How to handle platform-breaking change(GitLab CI_JOB_JWT)

How to handle platform-breaking change(GitLab CI_JOB_JWT)

In the whirlwind world of platform engineering, where every day is a battle against time and complexity, the arrival of breaking changes adds an extra layer of chaos to an already bustling schedule.

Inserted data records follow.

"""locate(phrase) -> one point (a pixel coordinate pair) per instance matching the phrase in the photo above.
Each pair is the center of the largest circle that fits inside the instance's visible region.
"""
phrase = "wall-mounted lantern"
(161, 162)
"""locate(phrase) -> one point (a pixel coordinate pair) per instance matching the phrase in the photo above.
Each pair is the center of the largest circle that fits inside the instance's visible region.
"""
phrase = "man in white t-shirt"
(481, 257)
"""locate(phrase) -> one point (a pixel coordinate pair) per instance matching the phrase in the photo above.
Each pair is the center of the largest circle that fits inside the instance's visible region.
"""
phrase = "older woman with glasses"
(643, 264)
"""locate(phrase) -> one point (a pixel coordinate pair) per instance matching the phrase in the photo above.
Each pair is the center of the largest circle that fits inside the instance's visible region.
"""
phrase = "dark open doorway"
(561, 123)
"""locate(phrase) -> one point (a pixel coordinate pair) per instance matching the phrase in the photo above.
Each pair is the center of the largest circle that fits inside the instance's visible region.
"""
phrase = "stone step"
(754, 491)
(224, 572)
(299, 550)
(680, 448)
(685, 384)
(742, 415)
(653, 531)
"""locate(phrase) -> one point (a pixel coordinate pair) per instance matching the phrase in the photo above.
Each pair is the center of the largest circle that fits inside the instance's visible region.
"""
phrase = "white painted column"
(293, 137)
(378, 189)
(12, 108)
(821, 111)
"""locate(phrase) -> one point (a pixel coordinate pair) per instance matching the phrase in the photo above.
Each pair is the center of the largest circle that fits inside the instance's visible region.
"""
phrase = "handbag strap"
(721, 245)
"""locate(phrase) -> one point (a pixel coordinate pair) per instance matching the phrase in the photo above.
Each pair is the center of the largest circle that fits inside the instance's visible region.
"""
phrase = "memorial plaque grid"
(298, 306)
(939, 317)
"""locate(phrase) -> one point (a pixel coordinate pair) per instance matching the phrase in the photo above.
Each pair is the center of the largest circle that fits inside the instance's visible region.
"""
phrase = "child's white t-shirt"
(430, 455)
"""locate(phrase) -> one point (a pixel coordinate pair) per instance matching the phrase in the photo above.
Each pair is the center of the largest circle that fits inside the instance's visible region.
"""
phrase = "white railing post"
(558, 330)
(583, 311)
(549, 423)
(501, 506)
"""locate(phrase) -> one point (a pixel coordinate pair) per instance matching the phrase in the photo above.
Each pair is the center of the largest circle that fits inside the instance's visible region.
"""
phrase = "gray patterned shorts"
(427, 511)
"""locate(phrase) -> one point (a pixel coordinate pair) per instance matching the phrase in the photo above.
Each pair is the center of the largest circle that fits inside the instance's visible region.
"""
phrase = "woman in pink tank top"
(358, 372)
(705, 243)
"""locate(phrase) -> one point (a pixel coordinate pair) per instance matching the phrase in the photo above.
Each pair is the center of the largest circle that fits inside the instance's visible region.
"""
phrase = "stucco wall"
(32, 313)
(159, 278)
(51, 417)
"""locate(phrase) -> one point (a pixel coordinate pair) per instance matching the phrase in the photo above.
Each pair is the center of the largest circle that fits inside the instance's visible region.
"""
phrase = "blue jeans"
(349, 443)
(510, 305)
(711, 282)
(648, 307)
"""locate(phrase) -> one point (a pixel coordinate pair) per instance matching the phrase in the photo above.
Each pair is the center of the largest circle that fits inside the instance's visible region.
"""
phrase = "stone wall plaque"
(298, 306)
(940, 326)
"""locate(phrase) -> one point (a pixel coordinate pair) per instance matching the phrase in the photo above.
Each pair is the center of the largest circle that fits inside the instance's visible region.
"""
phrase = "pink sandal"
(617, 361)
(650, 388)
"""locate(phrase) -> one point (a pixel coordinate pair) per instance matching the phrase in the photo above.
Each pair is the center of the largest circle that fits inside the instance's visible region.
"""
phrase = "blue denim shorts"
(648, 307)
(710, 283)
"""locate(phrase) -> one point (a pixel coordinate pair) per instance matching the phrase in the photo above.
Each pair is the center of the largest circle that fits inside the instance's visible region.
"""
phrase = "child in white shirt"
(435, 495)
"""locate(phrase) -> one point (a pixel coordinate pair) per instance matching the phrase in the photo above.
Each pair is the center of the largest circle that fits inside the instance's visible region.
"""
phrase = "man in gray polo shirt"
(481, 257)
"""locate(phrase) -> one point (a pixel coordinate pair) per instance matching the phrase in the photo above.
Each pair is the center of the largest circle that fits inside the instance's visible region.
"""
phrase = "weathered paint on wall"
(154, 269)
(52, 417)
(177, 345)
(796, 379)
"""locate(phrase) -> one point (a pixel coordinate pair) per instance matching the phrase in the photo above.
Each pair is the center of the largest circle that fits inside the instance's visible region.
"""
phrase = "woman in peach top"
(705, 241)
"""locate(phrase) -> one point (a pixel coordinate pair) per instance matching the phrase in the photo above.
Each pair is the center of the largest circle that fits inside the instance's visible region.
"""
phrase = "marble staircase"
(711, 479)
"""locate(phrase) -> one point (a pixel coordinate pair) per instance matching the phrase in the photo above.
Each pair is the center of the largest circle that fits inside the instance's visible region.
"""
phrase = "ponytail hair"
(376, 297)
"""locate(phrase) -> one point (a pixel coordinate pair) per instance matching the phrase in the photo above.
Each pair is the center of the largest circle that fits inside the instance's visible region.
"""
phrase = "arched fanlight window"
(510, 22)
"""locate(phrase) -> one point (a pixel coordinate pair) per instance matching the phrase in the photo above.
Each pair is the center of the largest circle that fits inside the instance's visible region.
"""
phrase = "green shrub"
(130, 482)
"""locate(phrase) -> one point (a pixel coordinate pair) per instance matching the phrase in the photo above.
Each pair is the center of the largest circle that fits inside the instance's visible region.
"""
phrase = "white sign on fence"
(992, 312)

There was a breaking change that Gitlab warned us about a while back, but we were preoccupied with more captivating and innovative projects. One of these was constructing a platform command centre, empowering end-users to self-service organisational resources (GCP, ENV0, Vault, GitLab, and Okta) with secure defaults.

Table of contents

  • Streamlining Cloud Deployments with HashiCorp Vault and GitLab CI/CD
  • Build confidence step by step
  • Tell them about the changes and the responsibilities
  • A clear rollout plan to eliminate any confusion
  • Here's the technical implementation
  • Bio


Streamlining Cloud Deployments with HashiCorp Vault and GitLab CI/CD

To eradicate the need for manual management of secrets during the deployment of infrastructure and applications to the cloud, we rely on HashiCorp Vault Enterprise as our secret management solution. Vault facilitates the provision of both ephemeral credentials (through the GCP secret engine) and static secrets (via the KVV2 engine) to our GitLab CI/CD pipelines, culminating in seamless deployments to the cloud. From the outset, we've utilised CI_JOB_JWT extensively, but we're now nearing the point where the warning message below demands our urgent attention.

GitLab 17.0 release date is on 16th May 2024. This leaves us with just over three months to address this issue

Build confidence step by step

Our sole objective with this breaking change is to achieve minimal impact on our developer experience. Let's avoid alarming end users until we're confident in our approach.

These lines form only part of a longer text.